On Thursday morning, city police shot and killed a 22-year-old man in the 7700 block of Weymouth Court after he began shooting at officers, firing rapidly and hitting several homes.
Nine city police officers have fired weapons that have resulted in four police action shooting deaths this year, Fort Wayne Police Chief Rusty York said.
On April 27, two police officers shot and killed 19-year-old Tavontae Haney, who ran from a traffic stop on the city’s south side. Haney was carrying a handgun throughout the chase and was eventually caught by officers in a side yard of a vacant home in the 4300 block of Spatz Avenue, where he pointed his weapon at the officers, police said. Officers Cameron Norris, who has been on the department for more than two years, and Officer John Drummer, a 17-year veteran of the department, were placed on paid administrative leave as part of department policy.
On March 20, two police snipers shot Kenneth Knight, 45, after he shot a woman to death and barricaded himself inside a home at 3018 Holton Ave. with a 3-year-old boy hostage. Keith W. Wallace and Martin P. Grooms, the snipers who shot Knight, each had more than 20 years of experience on the department.
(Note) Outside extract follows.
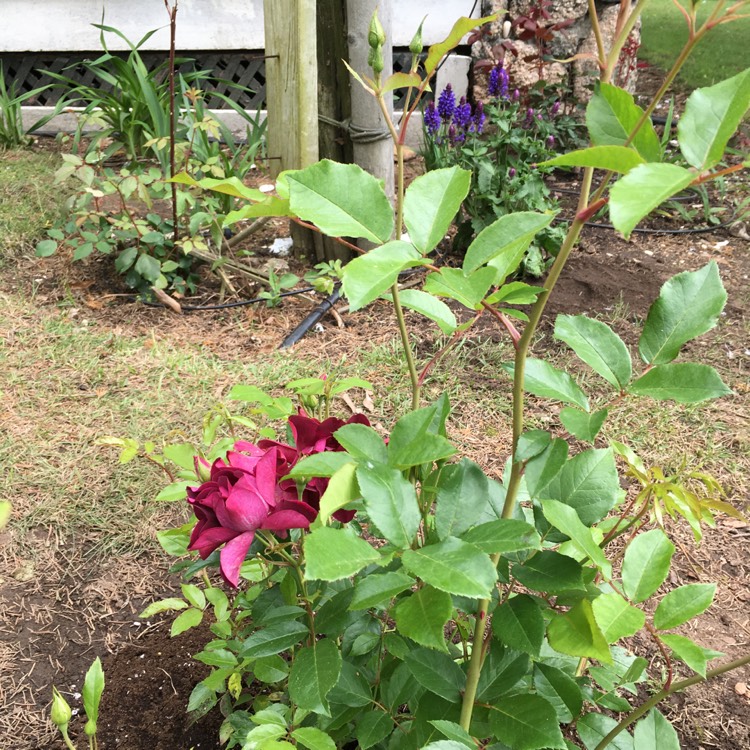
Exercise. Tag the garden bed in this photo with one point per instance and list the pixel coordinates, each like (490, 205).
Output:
(67, 597)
On Feb. 20 in the stairwell of an apartment building, a police officer shot Stephen O’Neal Wattley II, who was armed with pistol-grip assault rifle and suspected of robbing a nearby drugstore. Jeffery E. Burkholder Sr., a 31-year veteran of the department, fired his weapon multiple times, striking Wattley. A second officer, who has not been named, was also placed on paid administrative leave, although he did not fire his weapon, York said. That officer is not included in the total count.
Allen County Prosecutor Karen Richards ruled March 8 that Burkholder used justifiable force in the police action shooting.
The remaining three shootings are still under investigation by the prosecutor’s office.
And while the number of officers involved is higher than usual, that’s not the best way to measure these types of shootings, York said.
I think part of that, just the numbers, speaks to how effectively our officers responded tactically, York said.
They knew that they were getting into a potentially serious call and more officers responded.
York, who has been police chief since 2000, said four officer-involved shootings in a year is the most he can remember on his watch, a trend that he hopes doesn’t continue.
I’m hoping, we’re all hoping, that this is just an anomaly, York said.